BlackBerry Is Improving Its Financial Structure
In recent months, BlackBerry has also taken some steps to improve its financial structure. The company completed a $200 million, 5-year 3.00% convertible notes private offering, and fully repaid $150 million of short-term extendable debentures. The net cash balance finished Q4 at about $100 million, but that would rise to $300 million if the notes are converted to equity at $3.88 per share in the future, which obviously would result in a bit of dilution.
The debt deal brought in some extra cash in the short term, and with a five-year maturity, it isn’t something that investors have to worry about today. This also brought the company’s working capital balance back into positive territory, although there’s not a lot of financial flexibility here if you are looking for a major acquisition. More than half of the company’s asset base, and almost all of its shareholder equity, is tied up in either intangible assets or goodwill, which can’t be quickly converted to cash like many other assets. For now, BlackBerry is going to mostly need to rely on growing internally.
BB Stock Valuation
As of Tuesday afternoon, BlackBerry shares were trading at about 3 times their expected revenues for the February 2025 fiscal year. That’s significantly below most comparable software companies that go for high single digit or low double digits on a price to sales basis. However, many of those names have very strong revenue growth profiles, and some even have sizable GAAP profits and or significant free cash flow generation. I’m still not happy with the BlackBerry revenue situation here, but I’m hoping management was just being conservative with its first set of full revenue guidance.

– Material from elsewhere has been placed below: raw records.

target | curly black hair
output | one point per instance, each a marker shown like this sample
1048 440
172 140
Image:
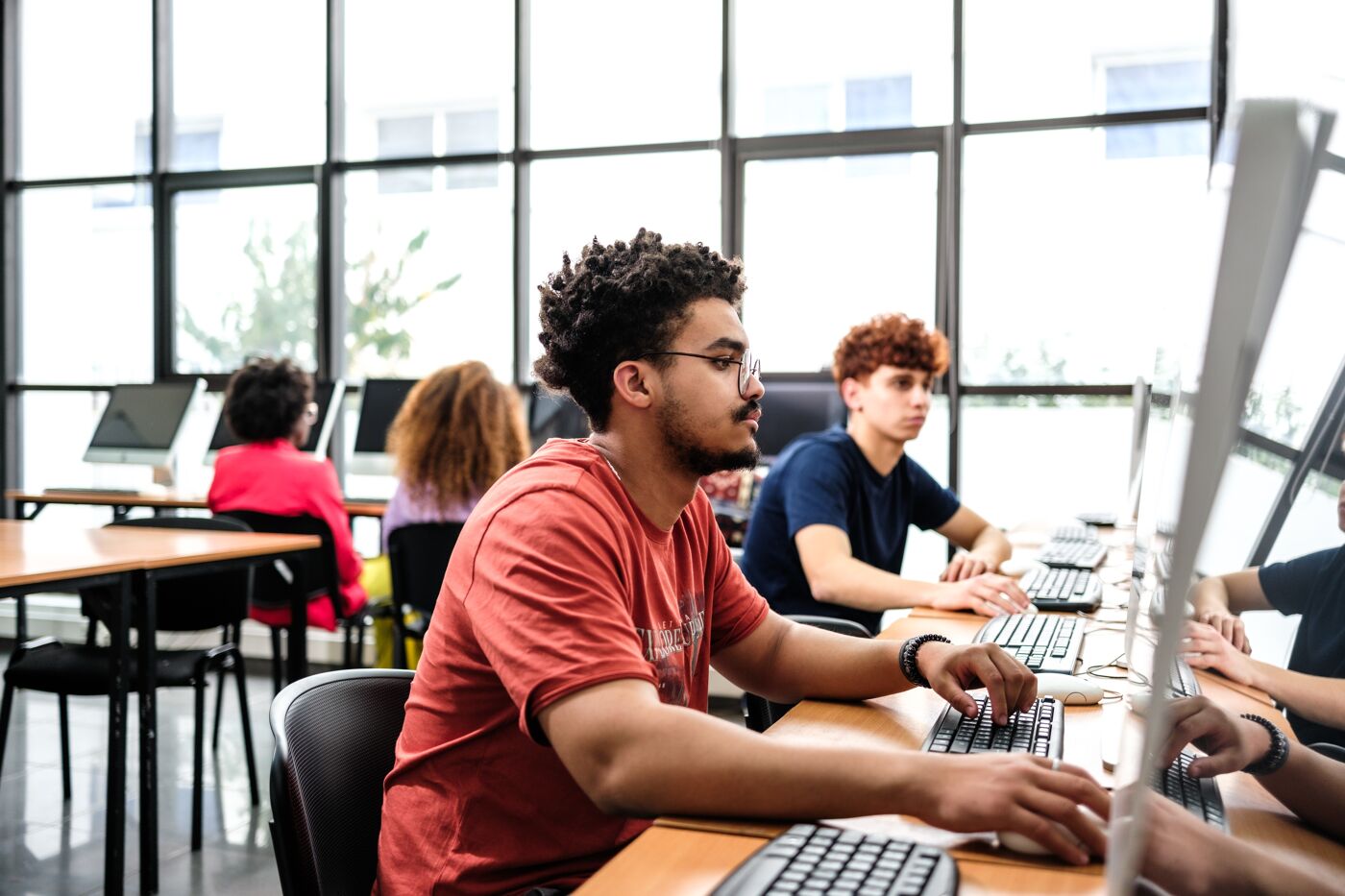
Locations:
265 399
619 302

While there are some reasons to like BlackBerry, such as the large QNX royalty balance, I have to stick with a hold rating on the stock for now. IoT growth remains challenged as some auto manufacturers push back on their plans for next-generation vehicles, and the CyberSecurity business is still under some pressure. The valuation here is fair at the moment, but the balance sheet is not very flexible, and losses and cash burn are still ongoing. To get me to fully buy in, I need to finally see a revenue bottom here, with hopes for future profitability and meaningful free cash flow generation. We’re still a few quarters away from seeing the full results of all the announced restructuring plans as well.
Conclusion
In the end, the situation at BlackBerry isn’t as dire as it was back in late 2023, but the company still isn’t out of the woods quite yet. The Q4 revenue beat was a nice surprise and some key metrics showed improvement. However, current quarter and fiscal year guidance left a bit to be desired, so analyst revenue estimates have taken another leg lower. While shares have recently popped, especially on Tuesday thanks to the AMD announcement, they are still down significantly over the longer term. It is now time for the new management team to prove it can get BlackBerry to the future that many have been waiting to see for some time.